Sophie se mit à rire, un joli rire clair qui rendit son adolescence à son beau visage sérieux.

— Dieu, que l’humilité vous va mal, ma chère ! Vous n’ignorez certainement pas que vous avez un visage difficile à oublier. Mais puisque vous avez demandé à me parler, prenons les choses par leur début. Pourquoi souhaitiez-vous me voir ?

Avec sa spontanéité tout italienne, Felicia se laissa tomber à genoux au beau milieu de l’allée sans prendre autrement souci de sa robe de jaconas jaune citron brodée de fleurs blanches au plumetis.

— Votre Altesse impériale doit bien s’en douter ? Je viens la supplier de nous aider à donner un empereur à la France.

— Rien qu’à la France ? Et pas à l’Italie ? Vous me surprenez… Mais pour l’amour de Dieu, relevez-vous. Si l’on vous voyait ainsi à mes pieds on se demanderait quel crime vous avez commis…

— Pourquoi un crime ? Pourquoi ne demanderais-je pas une grâce ?

— Parce que, dans cette cour où règne Metternich, on ne choisit jamais l’explication la plus simple. Mais venez et allons nous asseoir près du nymphée. Nous y serons au frais et hors de portée des oreilles indiscrètes qui se cachent volontiers derrière les arbres… D’autant que vos propos ne sont pas de ceux que l’on peut qualifier d’innocents.

Elles s’installèrent sur le bord du bassin où des sièges étaient ménagés et où leurs amples jupes firent éclore de grandes fleurs claires. Un moment, elles gardèrent le silence, goûtant la fraîcheur de la vieille ruine moussue, écoutant le chant des oiseaux. L’archiduchesse avait refermé son ombrelle et, de la pointe, dessinait sur le sable des signes incompréhensibles. Retenue par l’étiquette, Felicia n’osait parler tant que Sophie se taisait. Finalement, celle-ci se décida :

— Où prenez-vous que je puisse vous être d’une aide quelconque, princesse ? J’ai peu de pouvoir. L’empereur m’aime bien mais seul Metternich règne, ajouta-t-elle sans songer à dissimuler la colère qui faisait vibrer sa voix. On sait mon affection pour Franz… ou si vous préférez pour François. On me surveille et c’est pourquoi je pensais à vous. Je me demandais ce que vous deveniez et pourquoi vous ne donniez pas de vos nouvelles ?
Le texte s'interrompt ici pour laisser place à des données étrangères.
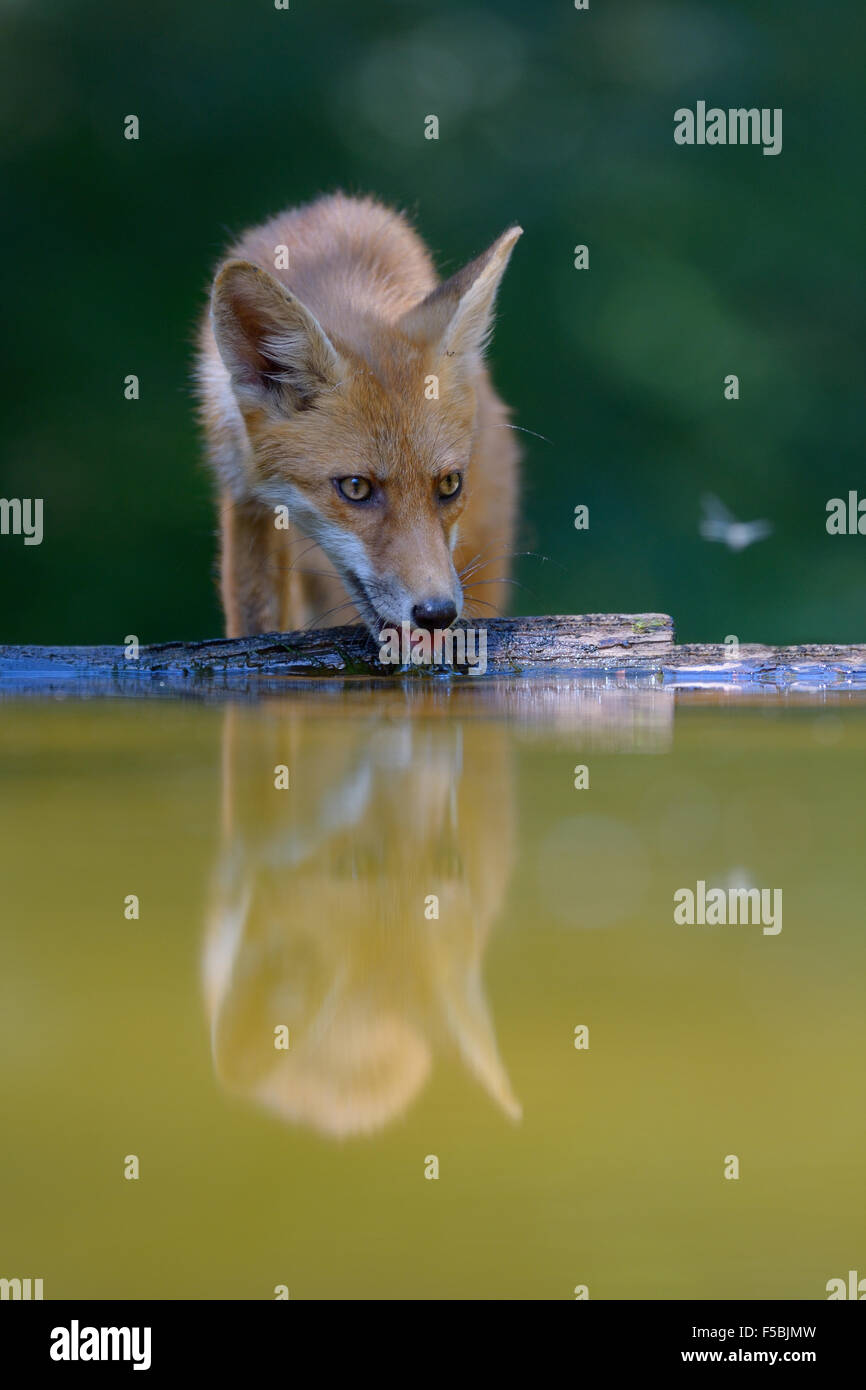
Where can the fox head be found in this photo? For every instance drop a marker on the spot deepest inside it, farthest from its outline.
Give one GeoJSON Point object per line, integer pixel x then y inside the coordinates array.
{"type": "Point", "coordinates": [367, 434]}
— Votre Altesse impériale sait bien comment le départ pour Bologne du chevalier de Prokesch-Osten a fait échouer notre projet de fuite…

— C’est ce que j’ai appris, mais je vous avoue n’avoir pas compris. Le duc n’a pas à ce point besoin de Prokesch. Celui-ci aurait pu le rejoindre facilement. Il suffisait de savoir dans quel camp il choisissait de se battre…

— Sans doute, mais à ce moment-là, il n’était bruit aussi que de la rébellion des villes italiennes et d’une éventuelle accession du… duc de Reichstadt au trône de Modène qui eût fait un bon point de départ… pour une autre aventure.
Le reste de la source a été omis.